I just came across information that apparently the final revision of DSM5 Autistic Spectrum Disorder is different than the last publicly released revision, as "diagnostic history", yesterday, was described in the New York Times as added in as part of the parameters for a diagnosis, and Catherine Lord provided some interesting quotes that warrant further details.
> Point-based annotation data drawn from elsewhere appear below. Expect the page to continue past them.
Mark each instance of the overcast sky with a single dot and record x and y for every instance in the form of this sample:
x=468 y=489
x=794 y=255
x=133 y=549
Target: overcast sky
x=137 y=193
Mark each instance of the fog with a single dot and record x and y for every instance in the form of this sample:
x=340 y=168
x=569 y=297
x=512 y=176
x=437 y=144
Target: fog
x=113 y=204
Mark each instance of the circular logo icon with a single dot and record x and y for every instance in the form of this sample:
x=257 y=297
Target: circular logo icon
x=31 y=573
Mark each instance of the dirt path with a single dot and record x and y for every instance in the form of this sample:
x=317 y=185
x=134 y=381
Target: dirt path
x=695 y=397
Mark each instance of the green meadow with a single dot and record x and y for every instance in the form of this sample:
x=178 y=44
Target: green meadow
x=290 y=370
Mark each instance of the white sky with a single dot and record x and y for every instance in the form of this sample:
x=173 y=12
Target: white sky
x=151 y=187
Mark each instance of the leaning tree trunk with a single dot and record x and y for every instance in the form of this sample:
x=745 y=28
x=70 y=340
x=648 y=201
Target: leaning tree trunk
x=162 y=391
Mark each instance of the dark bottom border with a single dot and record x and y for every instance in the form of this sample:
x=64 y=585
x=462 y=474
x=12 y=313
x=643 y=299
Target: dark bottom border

http://www.nytimes.com/2012/12/11/healt ... d=all&_r=0


Quote:
The new, streamlined definition was approved, but with language that took into account a person’s diagnostic history. “It’s explicit that anyone who’s had an Asperger’s or autism or PDD-NOS diagnosis before is now included,” said Catherine Lord, a committee member who worked on the new definition and who is director of the Center for Autism and the Developing Brain in New York. “Essentially everyone gets in"



Catherine Lord is an interesting wordsmith. Essentially everyone gets in means most everyone will get in, but does not guarantee that everyone WILL get in, or quantify who essentially everyone is in the context of their diagnostic history. She could mean those are included who were earlier diagnosed with all the new current mandatory requirements of behavioral impairments in the historical diagnostic record and can be administratively placed under the new diagnostic label with or without a current re-assessment. However, it's not likely that the DSM5 could force this administrative work on private professionals without a fee paid by someone, if that is what is meant by her quotes.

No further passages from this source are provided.